Les mesures dans chaque villes

Xi’an (nord)

Les 13 millions d’habitants de cette ancienne capitale de l’Empire chinois, connue pour son armée enterrée en terre cuite, sont dans leur troisième semaine de confinement. La ville est confrontée à un regain épidémique qui a déjà fait 2.000 malades ces dernières semaines. C’est très peu en comparaison de la situation dans beaucoup d’autres pays. Il s’agit toutefois du foyer le plus important en Chine depuis 2020. Concrètement, les habitants n’ont le droit de sortir se ravitailler qu’une fois tous les trois jours. Ils ne peuvent pas quitter la ville. Les commerces non essentiels sont fermés. Des habitants se sont plaints d’un manque d’accès à la nourriture. Et certains autres n’ont pas pu accéder à des établissements hospitaliers faisant de l’excès de zèle. Les autorités de Xi’an ont également admis que certains habitants avaient des difficultés à s’approvisionner en nourriture. Le problème semble s’être atténué ces derniers jours.

Tianjin (nord)

Située à 100 km au sud-est de Pékin, cette grande cité portuaire de 14 millions d’habitants cristallise les inquiétudes, car au moins deux malades y ont été infectés par le variant Omicron, très contagieux. Dimanche, les autorités ont appelé la population à ne pas quitter Tianjin « sauf raison impérieuse », et ont interdit toute sortie sans autorisation. Les établissements scolaires sont fermés et un dépistage de l’ensemble des habitants a été lancé. Limité, ce foyer est toutefois surveillé comme le lait sur le feu en raison de la proximité de Pékin. Les liaisons ferroviaires reliant Tianjin à la capitale ont été suspendues. Des points de contrôle routier empêchent tout véhicule d’entrer dans Pékin depuis la ville portuaire.

Henan (centre)

Plusieurs villes de la province du Henan ont renforcé leurs restrictions face à une vague de plus de 250 cas depuis fin décembre.

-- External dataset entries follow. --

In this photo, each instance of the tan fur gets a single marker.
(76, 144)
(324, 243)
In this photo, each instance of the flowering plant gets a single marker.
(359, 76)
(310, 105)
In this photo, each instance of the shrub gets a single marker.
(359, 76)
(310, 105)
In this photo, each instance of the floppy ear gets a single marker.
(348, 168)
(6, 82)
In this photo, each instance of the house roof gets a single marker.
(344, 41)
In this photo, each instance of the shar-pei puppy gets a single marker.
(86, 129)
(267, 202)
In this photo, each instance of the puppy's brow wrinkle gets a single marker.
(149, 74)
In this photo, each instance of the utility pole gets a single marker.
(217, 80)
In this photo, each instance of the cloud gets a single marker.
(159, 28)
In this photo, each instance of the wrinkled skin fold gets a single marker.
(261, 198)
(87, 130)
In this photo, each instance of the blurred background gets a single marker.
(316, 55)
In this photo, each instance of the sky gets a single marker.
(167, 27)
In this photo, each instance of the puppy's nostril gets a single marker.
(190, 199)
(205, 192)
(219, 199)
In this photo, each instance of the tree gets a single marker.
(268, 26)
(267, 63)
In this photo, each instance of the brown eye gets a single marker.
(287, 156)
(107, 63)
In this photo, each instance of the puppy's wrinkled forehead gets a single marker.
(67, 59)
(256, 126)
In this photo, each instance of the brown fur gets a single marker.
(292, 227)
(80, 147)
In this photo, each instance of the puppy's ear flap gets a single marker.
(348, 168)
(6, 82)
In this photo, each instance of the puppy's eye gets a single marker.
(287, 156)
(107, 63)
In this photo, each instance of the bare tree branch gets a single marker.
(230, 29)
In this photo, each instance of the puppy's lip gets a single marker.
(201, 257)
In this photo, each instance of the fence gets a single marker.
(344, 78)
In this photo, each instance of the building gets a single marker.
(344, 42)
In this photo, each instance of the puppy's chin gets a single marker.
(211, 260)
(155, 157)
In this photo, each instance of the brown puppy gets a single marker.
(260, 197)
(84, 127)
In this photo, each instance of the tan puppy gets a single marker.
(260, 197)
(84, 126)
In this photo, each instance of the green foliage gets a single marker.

La capitale provinciale, Zhengzhou, a imposé un confinement de certains quartiers et ordonné à ses 13 millions d’habitants de se faire tester. La ville d’Anyang a fait état lundi de 18 nouveaux cas — dont deux Omicron liés au foyer de Tianjin. La mairie a lancé un dépistage de ses 5 millions d’habitants. La vente de billets de train et de bus longue distance au départ d’Anyang a été suspendue et des barrages routiers ont été installés. Des mesures prises pour empêcher les sorties de la ville et la propagation du virus ailleurs dans le pays.

Pékin

A l’approche des JO, la capitale a lancé la semaine dernière son concept de « boucle fermée ». Cette bulle sanitaire doit empêcher tout contact direct entre ses futurs habitants (sportifs, officiels, volontaires, chauffeurs, cuisiniers) et la population générale chinoise. Toutes les personnes entrant dans cette « boucle fermée » devront être entièrement vaccinées ou subir une quarantaine de 21 jours à leur arrivée. Un dépistage quotidien au Covid-19 sera imposé dans la bulle. A l’extérieur de cette « boucle fermée », les règles sont bien moins strictes pour les Pékinois. La ville interdit toutefois l’entrée de personnes en provenance de lieux ayant enregistré des cas de Covid durant les deux dernières semaines. Elle exige également la présentation d’un test négatif datant de moins de 48 heures.

Shenzhen (sud)

Après une poignée de cas ces derniers jours, cette métropole où sont implantées de nombreuses entreprises technologiques a confiné certains complexes résidentiels, lancé une campagne de dépistage générale et fermé certaines stations de bus longue distance.